I would also be interested in a theory of Fourier transformation of real valued functions on real domain. As it turns out that we often need a distributive sense of objects such as $FT^{-1} (|w|)$ I would like to know what are natural spaces of these distributions and if I have some nice theory for them such as the Hilbert space structure of the $L^2$ integrable functions on finite interval.
The definitions of Fourier transform that I use are as follows: $$FT(f(s))(w) = F(w) = \int_{-\infty}^{\infty} f(s) \exp{(-2\pi i w s)}ds, $$ $$FT^{-1}(F(w))(s) = f(s) = \int_{-\infty}^{\infty} F(w) \exp{(2\pi i w s)}dw. $$
There are many questions within your post, so I'm only giving an informal & partial answer:
Does the Radon transform $Rf(a,b,t) = \int_{ax + by = t} f(x,y)dxdy$ always exist in a well-defined sense? Yes, if f is continuous everywhere except perhaps at the origin where it may be $O((x^2+y^2)^{-\mu/2}), \mu>1$. Also if f is $L^1$. [See Rubin, 2015, p. 132].
Does the inverse Radon transform always exist and is unique? Here, things are more subtle because we are implicitly dealing with an inverse problem: given $h(a,b,t)$, can we find $f$ such that $h = Rf$ ? The answer very much depends on what you call a solution. If a solution $f$ must be continuous, then the range theorem pretty much says that very few $h$ admit an inverse (see my post here for some details). However, in $L^1$ solution space and a fortiori distributional spaces, the range of the Radon transform is much broader... Regarding uniqueness, I think Helgason and his crowd found some esoteric $f_1$ and $f_2$ with identical $Rf_1=Rf_2$, but in CT practice engineers ignored this issue and never got into trouble.

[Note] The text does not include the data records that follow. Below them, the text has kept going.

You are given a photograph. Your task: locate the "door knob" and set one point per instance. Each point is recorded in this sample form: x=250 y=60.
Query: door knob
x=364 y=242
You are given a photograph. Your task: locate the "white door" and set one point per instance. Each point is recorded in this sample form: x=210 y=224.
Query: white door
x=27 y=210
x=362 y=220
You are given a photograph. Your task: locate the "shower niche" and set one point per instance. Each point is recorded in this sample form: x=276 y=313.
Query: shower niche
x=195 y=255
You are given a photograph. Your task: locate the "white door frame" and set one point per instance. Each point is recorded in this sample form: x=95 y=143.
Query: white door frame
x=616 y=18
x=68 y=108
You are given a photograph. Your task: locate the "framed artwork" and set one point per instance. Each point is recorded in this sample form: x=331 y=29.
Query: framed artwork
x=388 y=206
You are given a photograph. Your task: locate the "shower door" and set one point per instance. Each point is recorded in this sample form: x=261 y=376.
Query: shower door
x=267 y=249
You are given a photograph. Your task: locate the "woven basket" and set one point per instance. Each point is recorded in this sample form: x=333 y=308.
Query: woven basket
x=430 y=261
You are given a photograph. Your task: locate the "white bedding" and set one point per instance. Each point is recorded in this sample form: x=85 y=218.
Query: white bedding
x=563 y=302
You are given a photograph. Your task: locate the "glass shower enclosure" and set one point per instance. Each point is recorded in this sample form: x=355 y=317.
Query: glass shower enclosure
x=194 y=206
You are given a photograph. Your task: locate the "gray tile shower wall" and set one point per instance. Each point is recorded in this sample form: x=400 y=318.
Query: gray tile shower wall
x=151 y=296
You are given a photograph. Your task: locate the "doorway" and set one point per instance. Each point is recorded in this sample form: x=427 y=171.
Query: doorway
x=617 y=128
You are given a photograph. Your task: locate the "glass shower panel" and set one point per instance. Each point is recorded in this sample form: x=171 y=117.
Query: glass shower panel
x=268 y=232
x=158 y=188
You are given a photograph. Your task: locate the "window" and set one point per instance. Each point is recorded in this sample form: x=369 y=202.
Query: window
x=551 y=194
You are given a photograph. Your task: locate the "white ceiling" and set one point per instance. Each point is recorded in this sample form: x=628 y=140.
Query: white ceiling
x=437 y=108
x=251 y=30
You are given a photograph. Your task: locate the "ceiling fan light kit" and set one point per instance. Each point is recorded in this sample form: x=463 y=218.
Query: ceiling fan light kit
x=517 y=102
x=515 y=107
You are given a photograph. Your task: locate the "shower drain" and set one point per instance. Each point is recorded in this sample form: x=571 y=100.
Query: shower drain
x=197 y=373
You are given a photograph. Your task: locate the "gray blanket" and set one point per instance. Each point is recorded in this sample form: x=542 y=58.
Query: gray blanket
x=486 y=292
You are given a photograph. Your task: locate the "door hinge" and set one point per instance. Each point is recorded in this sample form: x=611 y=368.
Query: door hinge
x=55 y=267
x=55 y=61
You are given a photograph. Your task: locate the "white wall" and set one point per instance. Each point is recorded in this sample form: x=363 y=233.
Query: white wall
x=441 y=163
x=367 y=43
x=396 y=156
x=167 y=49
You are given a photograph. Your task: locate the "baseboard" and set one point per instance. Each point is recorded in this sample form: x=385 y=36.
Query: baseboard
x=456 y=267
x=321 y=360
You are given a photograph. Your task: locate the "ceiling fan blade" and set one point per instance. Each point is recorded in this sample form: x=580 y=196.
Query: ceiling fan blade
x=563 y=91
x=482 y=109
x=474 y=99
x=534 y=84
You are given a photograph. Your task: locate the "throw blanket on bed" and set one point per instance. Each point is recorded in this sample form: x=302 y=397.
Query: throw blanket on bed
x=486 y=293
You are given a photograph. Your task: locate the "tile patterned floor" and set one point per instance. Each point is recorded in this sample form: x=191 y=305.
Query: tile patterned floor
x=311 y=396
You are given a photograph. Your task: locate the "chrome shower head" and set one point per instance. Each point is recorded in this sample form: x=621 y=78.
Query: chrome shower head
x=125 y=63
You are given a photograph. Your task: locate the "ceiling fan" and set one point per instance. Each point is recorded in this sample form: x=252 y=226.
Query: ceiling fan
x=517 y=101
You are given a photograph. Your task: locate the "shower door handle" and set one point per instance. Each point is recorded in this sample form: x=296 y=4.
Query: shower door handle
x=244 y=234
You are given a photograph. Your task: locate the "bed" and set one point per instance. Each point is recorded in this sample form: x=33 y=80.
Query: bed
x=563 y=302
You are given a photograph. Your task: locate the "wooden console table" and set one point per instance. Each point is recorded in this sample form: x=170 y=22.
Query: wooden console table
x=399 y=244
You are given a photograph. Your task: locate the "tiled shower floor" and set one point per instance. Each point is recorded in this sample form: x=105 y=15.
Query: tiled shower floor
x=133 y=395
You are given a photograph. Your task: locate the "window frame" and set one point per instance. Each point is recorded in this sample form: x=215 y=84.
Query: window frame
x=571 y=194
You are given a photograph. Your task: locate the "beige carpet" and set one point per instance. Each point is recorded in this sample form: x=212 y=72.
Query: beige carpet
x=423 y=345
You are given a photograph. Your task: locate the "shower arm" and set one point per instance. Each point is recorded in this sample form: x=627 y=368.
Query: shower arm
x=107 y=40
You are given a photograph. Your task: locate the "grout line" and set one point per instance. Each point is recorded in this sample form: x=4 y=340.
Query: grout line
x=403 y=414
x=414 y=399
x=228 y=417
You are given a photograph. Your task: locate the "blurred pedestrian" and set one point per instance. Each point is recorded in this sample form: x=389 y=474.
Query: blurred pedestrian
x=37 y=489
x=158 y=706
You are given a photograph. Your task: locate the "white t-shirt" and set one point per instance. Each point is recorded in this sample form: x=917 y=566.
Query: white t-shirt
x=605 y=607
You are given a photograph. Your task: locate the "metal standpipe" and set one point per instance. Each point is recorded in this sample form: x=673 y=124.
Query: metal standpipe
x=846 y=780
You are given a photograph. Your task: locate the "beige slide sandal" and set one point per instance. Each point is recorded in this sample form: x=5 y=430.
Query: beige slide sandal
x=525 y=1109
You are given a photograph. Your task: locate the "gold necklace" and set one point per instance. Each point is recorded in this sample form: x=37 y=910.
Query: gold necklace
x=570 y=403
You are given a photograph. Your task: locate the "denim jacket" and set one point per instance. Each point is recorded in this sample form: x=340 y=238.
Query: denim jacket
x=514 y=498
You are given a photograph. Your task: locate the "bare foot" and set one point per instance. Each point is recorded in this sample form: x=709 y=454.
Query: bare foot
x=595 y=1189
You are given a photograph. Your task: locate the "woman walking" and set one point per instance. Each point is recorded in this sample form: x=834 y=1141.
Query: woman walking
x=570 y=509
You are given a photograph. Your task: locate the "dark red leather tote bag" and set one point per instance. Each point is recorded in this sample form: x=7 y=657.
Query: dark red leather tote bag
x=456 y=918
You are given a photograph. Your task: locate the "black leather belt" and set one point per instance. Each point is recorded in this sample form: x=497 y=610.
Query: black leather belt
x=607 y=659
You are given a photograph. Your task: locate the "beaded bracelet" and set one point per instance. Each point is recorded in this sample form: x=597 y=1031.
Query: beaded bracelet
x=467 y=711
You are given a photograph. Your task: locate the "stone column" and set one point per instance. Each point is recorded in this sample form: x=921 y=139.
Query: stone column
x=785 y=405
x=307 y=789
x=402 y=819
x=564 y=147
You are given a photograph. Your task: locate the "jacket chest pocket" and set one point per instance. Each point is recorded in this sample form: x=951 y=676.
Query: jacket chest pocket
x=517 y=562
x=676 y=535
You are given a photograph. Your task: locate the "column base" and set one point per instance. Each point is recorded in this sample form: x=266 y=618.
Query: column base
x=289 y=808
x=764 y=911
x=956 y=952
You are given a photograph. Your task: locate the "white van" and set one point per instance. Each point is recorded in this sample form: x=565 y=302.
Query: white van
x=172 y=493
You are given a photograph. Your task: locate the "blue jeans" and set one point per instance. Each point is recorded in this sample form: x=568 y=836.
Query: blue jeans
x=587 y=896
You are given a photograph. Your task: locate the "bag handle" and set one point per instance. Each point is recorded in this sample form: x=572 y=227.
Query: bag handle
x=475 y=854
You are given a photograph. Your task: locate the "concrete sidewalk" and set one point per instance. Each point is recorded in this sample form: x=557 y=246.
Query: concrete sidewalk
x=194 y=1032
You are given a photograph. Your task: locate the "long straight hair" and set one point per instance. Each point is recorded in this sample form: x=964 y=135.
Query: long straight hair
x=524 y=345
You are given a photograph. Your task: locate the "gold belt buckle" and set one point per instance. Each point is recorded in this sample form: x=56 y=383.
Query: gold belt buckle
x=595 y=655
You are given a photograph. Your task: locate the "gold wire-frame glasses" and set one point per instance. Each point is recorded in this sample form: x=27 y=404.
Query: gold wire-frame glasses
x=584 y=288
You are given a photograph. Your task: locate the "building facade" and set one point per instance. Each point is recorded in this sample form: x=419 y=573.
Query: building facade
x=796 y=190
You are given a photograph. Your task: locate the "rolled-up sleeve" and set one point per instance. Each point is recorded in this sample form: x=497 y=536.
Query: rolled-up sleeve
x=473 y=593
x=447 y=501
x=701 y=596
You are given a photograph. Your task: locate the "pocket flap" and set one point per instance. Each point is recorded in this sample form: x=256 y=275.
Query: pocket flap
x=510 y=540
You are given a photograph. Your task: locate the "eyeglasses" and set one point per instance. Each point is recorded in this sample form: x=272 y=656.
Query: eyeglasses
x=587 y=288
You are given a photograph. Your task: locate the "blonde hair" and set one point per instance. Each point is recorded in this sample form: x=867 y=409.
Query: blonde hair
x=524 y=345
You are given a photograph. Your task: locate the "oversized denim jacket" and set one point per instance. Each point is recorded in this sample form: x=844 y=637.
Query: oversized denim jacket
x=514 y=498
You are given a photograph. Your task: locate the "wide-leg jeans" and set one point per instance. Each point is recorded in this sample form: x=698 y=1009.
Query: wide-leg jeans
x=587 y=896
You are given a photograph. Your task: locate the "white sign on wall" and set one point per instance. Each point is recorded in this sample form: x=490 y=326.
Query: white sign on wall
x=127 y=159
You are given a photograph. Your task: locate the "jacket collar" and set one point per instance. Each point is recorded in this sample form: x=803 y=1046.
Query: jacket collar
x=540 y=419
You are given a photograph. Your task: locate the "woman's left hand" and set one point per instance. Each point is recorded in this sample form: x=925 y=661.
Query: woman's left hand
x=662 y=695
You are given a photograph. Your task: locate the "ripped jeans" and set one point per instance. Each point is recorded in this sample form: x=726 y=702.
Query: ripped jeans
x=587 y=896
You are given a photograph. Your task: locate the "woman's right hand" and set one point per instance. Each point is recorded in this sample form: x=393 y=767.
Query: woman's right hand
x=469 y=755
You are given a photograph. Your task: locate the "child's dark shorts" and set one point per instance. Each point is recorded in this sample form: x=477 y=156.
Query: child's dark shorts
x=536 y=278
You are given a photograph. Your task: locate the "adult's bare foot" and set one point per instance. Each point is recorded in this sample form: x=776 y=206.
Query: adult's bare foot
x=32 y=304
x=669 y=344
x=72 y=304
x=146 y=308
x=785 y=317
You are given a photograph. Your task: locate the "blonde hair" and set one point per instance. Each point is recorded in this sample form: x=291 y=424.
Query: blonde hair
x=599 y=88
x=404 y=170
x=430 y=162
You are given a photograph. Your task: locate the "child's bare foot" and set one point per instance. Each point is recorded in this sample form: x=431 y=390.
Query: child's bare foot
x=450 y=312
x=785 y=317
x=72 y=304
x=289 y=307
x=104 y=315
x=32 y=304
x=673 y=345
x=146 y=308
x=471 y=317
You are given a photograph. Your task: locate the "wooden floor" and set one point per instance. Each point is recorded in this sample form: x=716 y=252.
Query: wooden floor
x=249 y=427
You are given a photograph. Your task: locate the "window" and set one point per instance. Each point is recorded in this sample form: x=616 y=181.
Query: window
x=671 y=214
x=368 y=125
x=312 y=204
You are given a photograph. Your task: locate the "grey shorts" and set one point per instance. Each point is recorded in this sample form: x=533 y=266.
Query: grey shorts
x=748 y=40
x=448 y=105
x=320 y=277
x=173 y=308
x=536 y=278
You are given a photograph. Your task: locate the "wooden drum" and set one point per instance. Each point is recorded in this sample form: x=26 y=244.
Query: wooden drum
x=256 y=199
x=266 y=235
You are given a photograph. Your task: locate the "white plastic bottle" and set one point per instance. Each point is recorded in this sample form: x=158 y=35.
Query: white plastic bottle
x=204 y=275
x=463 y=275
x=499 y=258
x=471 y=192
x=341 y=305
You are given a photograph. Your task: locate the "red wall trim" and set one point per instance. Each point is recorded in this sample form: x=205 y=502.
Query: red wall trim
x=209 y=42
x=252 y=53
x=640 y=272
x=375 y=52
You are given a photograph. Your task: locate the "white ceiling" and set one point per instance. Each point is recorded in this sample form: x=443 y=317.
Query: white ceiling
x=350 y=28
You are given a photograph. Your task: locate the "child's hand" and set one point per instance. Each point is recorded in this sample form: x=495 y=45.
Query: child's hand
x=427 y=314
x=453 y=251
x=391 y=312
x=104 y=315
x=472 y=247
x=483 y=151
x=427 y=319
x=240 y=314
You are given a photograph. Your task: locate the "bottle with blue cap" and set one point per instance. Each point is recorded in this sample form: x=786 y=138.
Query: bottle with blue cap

It actually took me a while to wrap my head around the meaning of the range theorem. Initially it seemed to mean that very few $h$ had inverses (potentially killing the non-CT problem I was working on), but luckily a colleague pointed out to me that standard theory is often limited to "boring" smooth functions when the "real" stuff we are often interested in is "kinky"...
I hope this helps putting you in the right direction.
References:
Rubin, Boris, Introduction to Radon transforms. With elements of fractional calculus and harmonic analysis, Encyclopedia of Mathematics and its Applications 160. Cambridge: Cambridge University Press (ISBN 978-0-521-85459-7/hbk). xvii, 576 p. (2015). ZBL1333.44002.